Within the nineteenth-century British novel, readings of class roughly follow the trajectories already outlined vis-à-vis British historiography and theories of the novel. Rather than repeat this chain of interpretive moves, this section focuses on one problematic regarding the representation of class: the difficulty of representing the working class within a predominantly middle-class form. One aspect of this problem arises in the group of novels known as industrial novels, written in the years between the two Reform Bills, 1832—67, the period when new subjects were not only appearing in novels but also being enfranchised politically. In their focus on the industrial working class, novels such as Elizabeth Gaskell's Mary Barton (1848), Benjamin Disraeli's Sybil (1845), Charles Dickens's Hard Times (1854), and George Eliot's Felix Holt (1866) grapple with the dilemma of how to represent the working class and industrial labor without promoting social revolution, in turn registering the class allegiances of these novelists. From a different angle, the new historicist Catherine Gallagher argues in The Industrial Reformation of English Fiction (1985) that the industrial novel represents a problem of translation between the social and the novelistic, which leads ultimately to the supplanting of industrial fiction by less politically contentious forms of literature in the latter decades of the nineteenth century.

Yet even as the industrial novel as a genre wanes, later nineteenth-century novels extend its concerns in the changed circumstances of an increasingly corporate capitalism. In the 1880s and 1890s, George Gissing returns to the issue of the working class and poverty in slum novels such as Workers in the Dawn (1880) and The Nether World (1889), both of which portray in sordid detail the miserable living conditions of the poor.

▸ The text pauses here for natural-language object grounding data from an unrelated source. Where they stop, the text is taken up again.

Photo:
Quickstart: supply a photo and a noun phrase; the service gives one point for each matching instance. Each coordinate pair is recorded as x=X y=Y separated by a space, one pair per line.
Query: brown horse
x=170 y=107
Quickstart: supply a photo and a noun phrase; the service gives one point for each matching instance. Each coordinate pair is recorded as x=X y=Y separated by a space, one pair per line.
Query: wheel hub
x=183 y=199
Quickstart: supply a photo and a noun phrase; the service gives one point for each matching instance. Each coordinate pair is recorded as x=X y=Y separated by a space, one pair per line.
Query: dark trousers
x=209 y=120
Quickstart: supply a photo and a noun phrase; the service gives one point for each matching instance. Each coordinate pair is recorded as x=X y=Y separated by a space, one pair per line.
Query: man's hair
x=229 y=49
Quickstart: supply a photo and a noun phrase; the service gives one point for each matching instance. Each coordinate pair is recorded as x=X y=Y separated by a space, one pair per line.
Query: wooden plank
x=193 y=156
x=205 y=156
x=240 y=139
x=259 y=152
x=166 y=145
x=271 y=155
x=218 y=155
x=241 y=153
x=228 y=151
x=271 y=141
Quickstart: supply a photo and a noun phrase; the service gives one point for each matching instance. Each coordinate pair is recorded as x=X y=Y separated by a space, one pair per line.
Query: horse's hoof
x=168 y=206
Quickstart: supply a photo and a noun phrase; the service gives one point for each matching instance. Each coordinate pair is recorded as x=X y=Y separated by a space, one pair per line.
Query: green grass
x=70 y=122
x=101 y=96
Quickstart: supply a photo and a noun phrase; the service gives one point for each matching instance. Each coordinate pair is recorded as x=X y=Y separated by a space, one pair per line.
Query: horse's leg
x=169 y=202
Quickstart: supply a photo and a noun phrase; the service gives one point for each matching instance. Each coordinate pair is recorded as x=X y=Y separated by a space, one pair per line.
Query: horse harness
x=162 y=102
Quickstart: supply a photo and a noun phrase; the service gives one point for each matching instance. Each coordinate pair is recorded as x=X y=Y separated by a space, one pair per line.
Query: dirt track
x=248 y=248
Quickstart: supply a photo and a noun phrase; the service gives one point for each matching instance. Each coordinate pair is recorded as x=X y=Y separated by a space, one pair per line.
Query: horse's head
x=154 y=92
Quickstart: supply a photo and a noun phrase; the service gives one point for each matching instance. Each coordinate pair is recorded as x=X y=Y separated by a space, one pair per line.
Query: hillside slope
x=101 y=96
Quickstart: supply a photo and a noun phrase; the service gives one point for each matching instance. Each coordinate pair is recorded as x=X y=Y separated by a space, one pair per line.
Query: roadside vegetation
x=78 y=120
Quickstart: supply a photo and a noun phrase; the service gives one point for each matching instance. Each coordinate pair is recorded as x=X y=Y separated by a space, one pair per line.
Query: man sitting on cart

In these works, as Jameson suggests, the “solution” of the Dickensian paradigm—the hearth as “Utopian refuge from the nightmare of social class” (188)—produces new problems, as the home now becomes a space which serves to further impoverish and underscore the class divide. William Morris, seemingly recognizing the representational impasse class provokes in the realist novel, swore off the form altogether and instead, in News from Nowhere (1890), turned to the utopian romance to represent his vision of a classless society. Thomas Hardy, within the context of agricultural labor, brings to metropolitan Britons the everyday experiences of the rural working class from his own complex position as a participant-observer (see ANTHROPOLOGY). In these later representations of the working class, class differences become sites for the larger recognition that an older way of life is disappearing. As he peruses job advertisements in a reading room, Paul Morel, in D. H. Lawrence's Sons and Lovers (1913), expresses this loss explicitly in terms of the triumph of industrialism: “Then he looked wistfully out of the window. Already he was a prisoner of industrialism. ...The valley was full of corn, brightening in the sun....He was being taken into bondage. His freedom in the beloved home valley was going now” (89).

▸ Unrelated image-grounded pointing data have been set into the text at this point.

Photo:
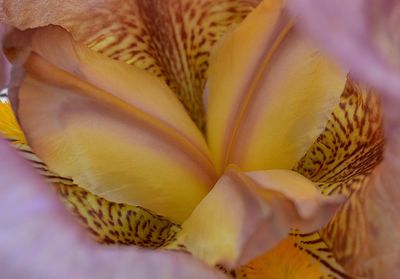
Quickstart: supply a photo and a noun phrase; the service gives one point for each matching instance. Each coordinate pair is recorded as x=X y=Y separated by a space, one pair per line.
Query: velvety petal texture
x=39 y=239
x=74 y=123
x=363 y=36
x=246 y=214
x=270 y=92
x=4 y=65
x=175 y=46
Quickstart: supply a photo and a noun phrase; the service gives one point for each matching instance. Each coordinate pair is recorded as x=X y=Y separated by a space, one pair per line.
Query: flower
x=363 y=35
x=279 y=119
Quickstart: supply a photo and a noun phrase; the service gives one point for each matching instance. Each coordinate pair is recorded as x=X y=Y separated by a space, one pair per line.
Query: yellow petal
x=129 y=84
x=110 y=146
x=351 y=145
x=171 y=39
x=270 y=92
x=246 y=214
x=108 y=222
x=293 y=259
x=341 y=161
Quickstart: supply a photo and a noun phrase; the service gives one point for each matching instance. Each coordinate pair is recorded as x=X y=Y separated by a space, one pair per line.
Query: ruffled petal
x=108 y=222
x=4 y=65
x=117 y=147
x=40 y=240
x=270 y=92
x=246 y=214
x=171 y=39
x=363 y=35
x=350 y=147
x=361 y=40
x=295 y=257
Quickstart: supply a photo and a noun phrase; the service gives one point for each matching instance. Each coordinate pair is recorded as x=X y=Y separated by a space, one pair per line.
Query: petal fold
x=362 y=35
x=39 y=239
x=246 y=214
x=175 y=47
x=270 y=92
x=78 y=127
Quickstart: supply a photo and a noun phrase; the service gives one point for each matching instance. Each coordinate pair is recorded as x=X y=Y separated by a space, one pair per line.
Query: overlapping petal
x=171 y=39
x=110 y=143
x=270 y=92
x=246 y=214
x=363 y=36
x=40 y=240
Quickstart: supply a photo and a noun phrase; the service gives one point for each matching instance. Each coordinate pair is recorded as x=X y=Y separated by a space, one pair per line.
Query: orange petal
x=292 y=259
x=270 y=92
x=112 y=146
x=350 y=147
x=246 y=214
x=39 y=239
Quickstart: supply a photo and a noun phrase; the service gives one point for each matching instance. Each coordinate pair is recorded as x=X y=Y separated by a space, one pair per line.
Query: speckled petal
x=356 y=41
x=362 y=34
x=39 y=239
x=108 y=222
x=270 y=92
x=75 y=120
x=296 y=257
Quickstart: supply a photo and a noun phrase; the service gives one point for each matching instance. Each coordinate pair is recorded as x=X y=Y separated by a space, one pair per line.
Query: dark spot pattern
x=171 y=39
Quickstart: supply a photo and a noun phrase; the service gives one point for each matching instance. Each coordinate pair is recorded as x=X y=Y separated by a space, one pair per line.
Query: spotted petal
x=356 y=40
x=270 y=92
x=74 y=123
x=363 y=35
x=246 y=214
x=171 y=39
x=39 y=239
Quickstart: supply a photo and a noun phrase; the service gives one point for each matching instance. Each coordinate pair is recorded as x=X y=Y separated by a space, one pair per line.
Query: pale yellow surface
x=246 y=214
x=110 y=148
x=270 y=93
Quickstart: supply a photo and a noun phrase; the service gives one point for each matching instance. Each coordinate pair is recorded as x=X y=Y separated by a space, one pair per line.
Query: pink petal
x=39 y=239
x=4 y=65
x=361 y=34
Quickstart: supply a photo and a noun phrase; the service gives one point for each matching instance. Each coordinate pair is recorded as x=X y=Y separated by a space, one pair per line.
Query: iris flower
x=215 y=129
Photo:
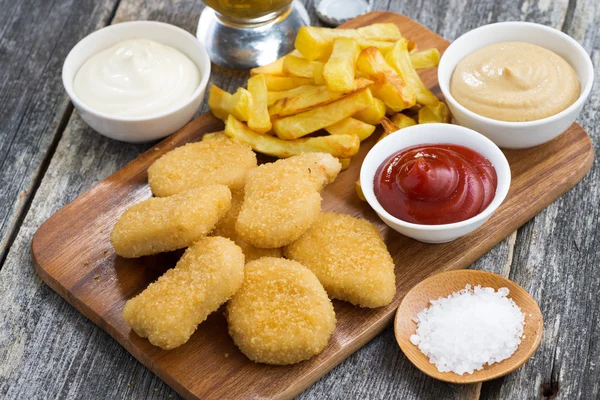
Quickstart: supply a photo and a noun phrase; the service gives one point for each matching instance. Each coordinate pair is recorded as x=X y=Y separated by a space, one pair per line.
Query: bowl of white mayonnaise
x=518 y=83
x=137 y=81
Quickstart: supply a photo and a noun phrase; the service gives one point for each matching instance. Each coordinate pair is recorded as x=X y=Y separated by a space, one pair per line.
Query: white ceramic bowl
x=137 y=129
x=434 y=134
x=517 y=135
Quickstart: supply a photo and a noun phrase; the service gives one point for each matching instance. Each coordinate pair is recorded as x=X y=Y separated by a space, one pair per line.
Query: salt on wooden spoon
x=443 y=285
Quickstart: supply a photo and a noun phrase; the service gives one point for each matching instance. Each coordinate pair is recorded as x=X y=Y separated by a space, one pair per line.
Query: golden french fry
x=388 y=86
x=295 y=126
x=429 y=58
x=339 y=69
x=317 y=43
x=399 y=59
x=373 y=114
x=311 y=97
x=274 y=68
x=412 y=46
x=214 y=135
x=259 y=117
x=272 y=97
x=298 y=66
x=351 y=126
x=341 y=146
x=278 y=83
x=358 y=189
x=433 y=114
x=223 y=103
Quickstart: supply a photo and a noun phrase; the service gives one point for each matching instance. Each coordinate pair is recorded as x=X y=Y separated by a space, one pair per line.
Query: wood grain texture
x=49 y=350
x=90 y=276
x=35 y=38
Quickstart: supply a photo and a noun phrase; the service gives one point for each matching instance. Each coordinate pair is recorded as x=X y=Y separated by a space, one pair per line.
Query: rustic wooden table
x=48 y=156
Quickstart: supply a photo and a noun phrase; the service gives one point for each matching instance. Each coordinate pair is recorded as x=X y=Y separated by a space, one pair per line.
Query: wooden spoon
x=446 y=283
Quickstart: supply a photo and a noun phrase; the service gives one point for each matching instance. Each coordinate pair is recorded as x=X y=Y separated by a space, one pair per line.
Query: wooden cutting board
x=72 y=254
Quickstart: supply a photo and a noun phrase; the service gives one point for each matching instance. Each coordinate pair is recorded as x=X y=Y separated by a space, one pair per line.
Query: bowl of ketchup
x=435 y=182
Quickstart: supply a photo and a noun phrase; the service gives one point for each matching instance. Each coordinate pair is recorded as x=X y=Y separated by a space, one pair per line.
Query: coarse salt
x=468 y=329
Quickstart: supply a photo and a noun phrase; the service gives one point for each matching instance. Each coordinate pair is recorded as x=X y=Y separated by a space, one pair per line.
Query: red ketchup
x=435 y=184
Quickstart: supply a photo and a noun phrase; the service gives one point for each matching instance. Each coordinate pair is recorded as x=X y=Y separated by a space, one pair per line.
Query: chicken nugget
x=226 y=228
x=350 y=259
x=220 y=160
x=169 y=310
x=281 y=314
x=169 y=223
x=282 y=199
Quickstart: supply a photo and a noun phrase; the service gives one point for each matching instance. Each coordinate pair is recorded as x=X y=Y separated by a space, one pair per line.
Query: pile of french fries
x=329 y=94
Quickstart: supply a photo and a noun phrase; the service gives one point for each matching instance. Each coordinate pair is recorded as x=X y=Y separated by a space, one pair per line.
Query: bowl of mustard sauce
x=518 y=83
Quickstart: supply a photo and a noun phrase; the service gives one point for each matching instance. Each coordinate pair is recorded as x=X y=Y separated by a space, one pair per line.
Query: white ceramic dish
x=517 y=135
x=137 y=129
x=434 y=134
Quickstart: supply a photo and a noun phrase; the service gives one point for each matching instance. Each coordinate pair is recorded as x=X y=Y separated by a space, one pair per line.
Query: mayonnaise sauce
x=136 y=78
x=514 y=81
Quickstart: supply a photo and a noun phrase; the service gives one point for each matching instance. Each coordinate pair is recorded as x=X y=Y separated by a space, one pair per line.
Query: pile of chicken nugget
x=255 y=236
x=331 y=92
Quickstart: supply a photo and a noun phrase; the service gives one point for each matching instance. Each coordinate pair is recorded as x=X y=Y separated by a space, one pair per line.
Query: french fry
x=302 y=124
x=339 y=69
x=434 y=114
x=272 y=97
x=340 y=146
x=214 y=135
x=311 y=98
x=388 y=86
x=429 y=58
x=402 y=120
x=399 y=59
x=358 y=190
x=351 y=126
x=317 y=43
x=388 y=127
x=222 y=103
x=259 y=117
x=298 y=66
x=345 y=162
x=274 y=68
x=373 y=114
x=278 y=83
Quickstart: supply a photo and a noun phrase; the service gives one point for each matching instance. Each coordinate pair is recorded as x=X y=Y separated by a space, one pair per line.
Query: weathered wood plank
x=389 y=373
x=35 y=37
x=557 y=259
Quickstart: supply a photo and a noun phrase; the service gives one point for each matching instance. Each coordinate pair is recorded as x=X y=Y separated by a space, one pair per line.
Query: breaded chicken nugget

If, for Lawrence, industrialism names the complex of social factors shaping the early twentieth century, globalization undoubtedly performs the same function today. While the world globalization attempts to describe may be exponentially more complicated, and the conceptual framework needed to explain that world ever more elusive, the history and developments traced in this essay should be a reminder of the urgency behind these theoretical and activist projects: that class and its new variants represent persistent attempts to come to terms with the vagaries of capitalism and to provide adequately explanatory narratives for the new social relations capitalism is in the business of creating.

Bibliography

1. Armstrong, N. (1987), Desire and Domestic Fiction.

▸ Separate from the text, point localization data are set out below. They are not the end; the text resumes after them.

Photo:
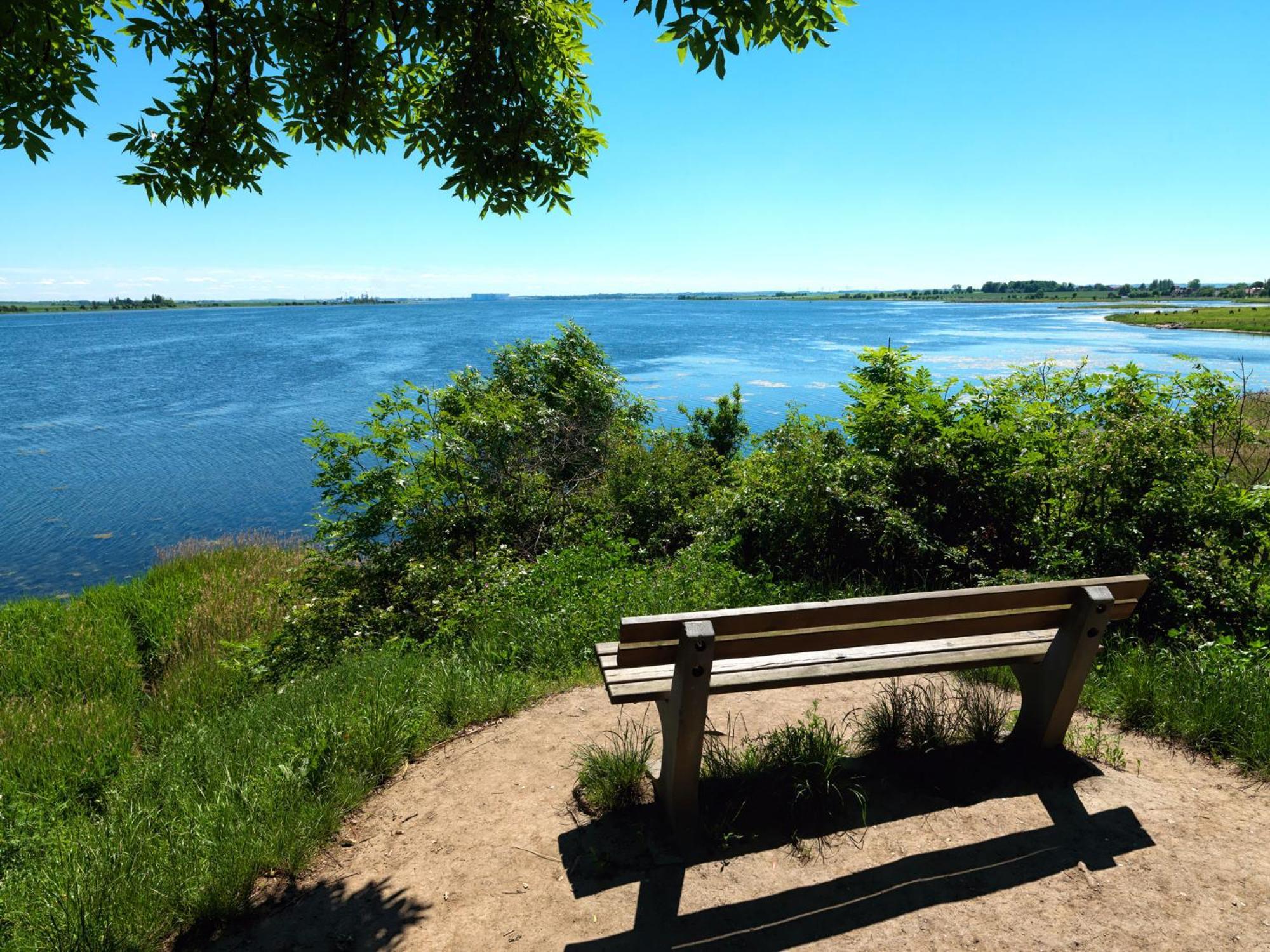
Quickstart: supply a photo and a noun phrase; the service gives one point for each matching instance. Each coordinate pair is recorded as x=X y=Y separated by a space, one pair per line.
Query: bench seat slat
x=885 y=609
x=849 y=670
x=637 y=656
x=629 y=676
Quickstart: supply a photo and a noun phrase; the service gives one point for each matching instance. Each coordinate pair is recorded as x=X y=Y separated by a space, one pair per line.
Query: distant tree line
x=128 y=304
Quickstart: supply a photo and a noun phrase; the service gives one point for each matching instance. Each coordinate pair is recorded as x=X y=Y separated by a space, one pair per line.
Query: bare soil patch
x=481 y=846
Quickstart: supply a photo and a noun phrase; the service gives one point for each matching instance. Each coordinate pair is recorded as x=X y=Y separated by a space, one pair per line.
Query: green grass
x=147 y=780
x=1244 y=319
x=148 y=777
x=798 y=775
x=614 y=772
x=1212 y=699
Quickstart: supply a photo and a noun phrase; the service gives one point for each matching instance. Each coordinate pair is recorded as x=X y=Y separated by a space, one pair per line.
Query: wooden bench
x=1047 y=633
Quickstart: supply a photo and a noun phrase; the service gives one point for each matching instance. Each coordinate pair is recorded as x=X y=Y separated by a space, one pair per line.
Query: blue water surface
x=124 y=432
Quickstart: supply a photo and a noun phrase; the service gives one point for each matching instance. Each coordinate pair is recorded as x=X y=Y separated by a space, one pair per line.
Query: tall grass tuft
x=982 y=711
x=914 y=718
x=801 y=772
x=613 y=772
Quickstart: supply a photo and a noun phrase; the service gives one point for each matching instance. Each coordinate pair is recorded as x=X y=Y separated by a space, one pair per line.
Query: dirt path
x=477 y=847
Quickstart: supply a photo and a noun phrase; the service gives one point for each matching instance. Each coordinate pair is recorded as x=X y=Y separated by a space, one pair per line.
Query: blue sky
x=933 y=144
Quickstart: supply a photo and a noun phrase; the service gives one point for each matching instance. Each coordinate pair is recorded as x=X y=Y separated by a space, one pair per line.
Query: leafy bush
x=1042 y=474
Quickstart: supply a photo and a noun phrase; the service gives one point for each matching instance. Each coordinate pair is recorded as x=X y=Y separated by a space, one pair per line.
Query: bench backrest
x=853 y=623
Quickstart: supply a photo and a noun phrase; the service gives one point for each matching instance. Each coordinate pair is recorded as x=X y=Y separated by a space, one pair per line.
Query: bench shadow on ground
x=634 y=846
x=327 y=916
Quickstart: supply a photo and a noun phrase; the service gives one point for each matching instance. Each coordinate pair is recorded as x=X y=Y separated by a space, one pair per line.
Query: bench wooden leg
x=1052 y=689
x=684 y=725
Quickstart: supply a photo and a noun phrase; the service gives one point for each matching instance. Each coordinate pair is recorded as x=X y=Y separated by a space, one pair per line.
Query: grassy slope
x=147 y=780
x=1245 y=319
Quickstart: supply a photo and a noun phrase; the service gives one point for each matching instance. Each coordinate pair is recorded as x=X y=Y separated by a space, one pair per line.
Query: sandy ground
x=479 y=846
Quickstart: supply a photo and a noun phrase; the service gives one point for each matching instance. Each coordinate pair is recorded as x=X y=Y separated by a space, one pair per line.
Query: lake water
x=121 y=432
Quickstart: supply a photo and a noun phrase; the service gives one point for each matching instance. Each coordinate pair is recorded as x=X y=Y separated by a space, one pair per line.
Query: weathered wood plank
x=642 y=654
x=885 y=609
x=629 y=676
x=733 y=682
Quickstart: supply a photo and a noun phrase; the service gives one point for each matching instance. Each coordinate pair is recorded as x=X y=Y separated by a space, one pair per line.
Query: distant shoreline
x=1233 y=321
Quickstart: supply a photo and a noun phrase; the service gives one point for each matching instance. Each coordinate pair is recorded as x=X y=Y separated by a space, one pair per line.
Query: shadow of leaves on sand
x=326 y=917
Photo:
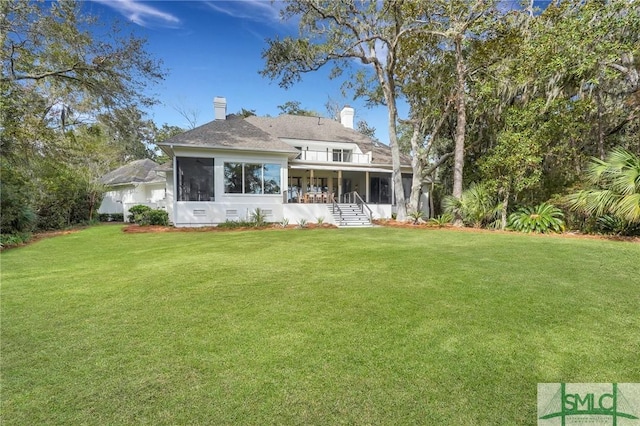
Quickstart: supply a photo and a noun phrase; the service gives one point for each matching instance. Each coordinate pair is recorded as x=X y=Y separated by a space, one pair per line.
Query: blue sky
x=213 y=48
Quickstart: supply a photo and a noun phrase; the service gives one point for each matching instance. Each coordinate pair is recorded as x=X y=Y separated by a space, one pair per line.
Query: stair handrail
x=360 y=202
x=335 y=206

2. Clark, A. (1995), Struggle for the Breeches.

3. Gallagher, C. (1985), Industrial Reformation of English Fiction.

4. Jameson, F. (1981), Political Unconscious.

5. Koven, S. (2004), Slumming.

6. Lesjak, C. (2006), Working Fictions.

7. Lynch, D. (1998), Economy of Character.

8. Marx, K. (1998), Communist Manifesto.

9. Robbins, B. (1986), Servant's Hand.

10. Spivak, G.C. (1999), Critique of Postcolonial Reason.

11. Thompson, E.P. (1963), Making of the English Working Class.